Personally, it’s a different story, and I see four significant elements at work in that arena: the habit of Facebook use (posting and reading updates; viewing the photos and other kinds of media posted by “friends,” its addictive character); the content that I produce and read every day; its social interactivity, and its true purpose of providing information to businesses who will buy it. I don’t believe that my professional use of social media is a threat to the humanities. In fact, I think it promotes the humanities. But is personal use contributing to the undoing of humanistic knowledge? In other words, am I (and by extension, others) replacing the time and thought I would normally devote to humanistic pursuits like reading and conversation with the trivial natterings of Facebook dialogue? And if I believe, as I do, that the primary purpose of social media in general and Facebook in particular (as asserted by Drew) is “to gauge, measure and ultimately control the behavior of the crowd for marketing purposes,” then is my complicity with this system a bad thing?

Not bad, I’d say, but compromised.

As Neil Postman, cultural critic and author of Technopoly: The Surrender of Culture to Technology, says in the YouTube “Book TV” segment that Drew linked in his piece, technology always presents a “Faustian bargain.” That is, new machines and techniques do give us something. And they also take something away.

Facebook has given its users a cloak of invisibility. We can peer into the lives of people we never expected to hear from again. We can also strike up or enhance real friendships and have real conversations (here I disagree with Drew—I’ve had some genuinely interesting and in-depth exchanges via Facebook—they are rare, of course). We can more instantly email people who are actually in our lives. We can see what interests our friends—we can learn about worlds we never knew existed. We can see new works of art, and we can learn about countless actual events that are the efforts of people who work to keep physical social institutions vital. Just yesterday I listened to several bands I’d never heard of by finding their MySpace pages—they had been recommended to me by Facebook friends. In lots of little ways my life has been enriched by social media.
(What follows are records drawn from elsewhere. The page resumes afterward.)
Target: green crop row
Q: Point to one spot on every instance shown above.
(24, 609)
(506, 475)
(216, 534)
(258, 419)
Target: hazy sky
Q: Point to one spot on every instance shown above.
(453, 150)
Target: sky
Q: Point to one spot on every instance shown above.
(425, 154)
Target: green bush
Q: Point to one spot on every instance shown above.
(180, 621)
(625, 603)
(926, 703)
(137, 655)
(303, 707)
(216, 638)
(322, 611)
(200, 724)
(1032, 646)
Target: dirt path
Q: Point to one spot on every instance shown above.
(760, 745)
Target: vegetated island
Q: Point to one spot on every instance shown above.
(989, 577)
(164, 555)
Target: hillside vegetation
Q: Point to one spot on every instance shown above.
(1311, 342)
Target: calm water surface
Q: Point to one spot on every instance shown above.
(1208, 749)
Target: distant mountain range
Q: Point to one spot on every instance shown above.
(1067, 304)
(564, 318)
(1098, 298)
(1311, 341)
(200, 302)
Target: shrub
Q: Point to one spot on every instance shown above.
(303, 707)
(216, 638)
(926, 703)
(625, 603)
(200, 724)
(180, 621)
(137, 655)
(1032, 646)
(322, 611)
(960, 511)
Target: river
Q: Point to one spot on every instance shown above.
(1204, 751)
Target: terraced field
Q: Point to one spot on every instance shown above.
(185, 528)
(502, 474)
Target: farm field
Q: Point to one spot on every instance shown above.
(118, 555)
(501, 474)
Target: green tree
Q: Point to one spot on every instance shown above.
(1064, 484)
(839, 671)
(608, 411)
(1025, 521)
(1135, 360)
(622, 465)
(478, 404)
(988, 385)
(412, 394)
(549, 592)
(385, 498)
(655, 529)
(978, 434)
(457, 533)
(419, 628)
But I am haunted by Neil Postman’s reference to the undoing of certain “psychic habits,” and I often feel that my brain is changing because of the number of hours a day I spend in front of a screen, involved in social media or otherwise. I’m hitting that fun age when a night of uninterrupted sleep is an anomaly, and if I could project a picture of what my brain is doing at 3 AM, I’m pretty sure it would be illuminated fragments of the thousands of screen shots that fill my day. That scares me. My involuntary brain-dumping is utterly mediated by technology. And I can’t help but feel that my nearly constant “full brain” (I don’t have room for another piece of information) feeling is also a result of placing myself in front of an open conduit of back-lit graphical information every day. Needless to say, this feeling affects moods as well. What has computer technology taken from me, from us?

I can’t answer that. But I’m pretty sure it’s a lot, and I think it has something to do with the kinds of information that we are not getting exposed to when we opt, instead, for virtual life. Think of the thousands of subtle, tactile things one learns by making something by hand, by attending a public event, by planting a garden. To the extent to which interaction with technology bars access to these experiences, I think learning in some fundamental way is impaired.

I don’t agree with Drew, however, that our individuality—as a core humanistic value–is at risk because of social media. Indeed, I think that individuality is promoted to an absurd degree via social media, and even the data it provides is designed to give companies access to deeply individualized marketing opportunities. More at risk is the ability for anyone to devote sustained attention to anything. ANYTHING. As Postman warns, the increased ability to do everything at home is leading to the “privatization” of life itself. Think of the role of television in American electoral politics, public policy and public opinion. I cannot disagree that social media poses risks to social interactivity in real time. It may erode souls, but I don’t think it erodes the humanities.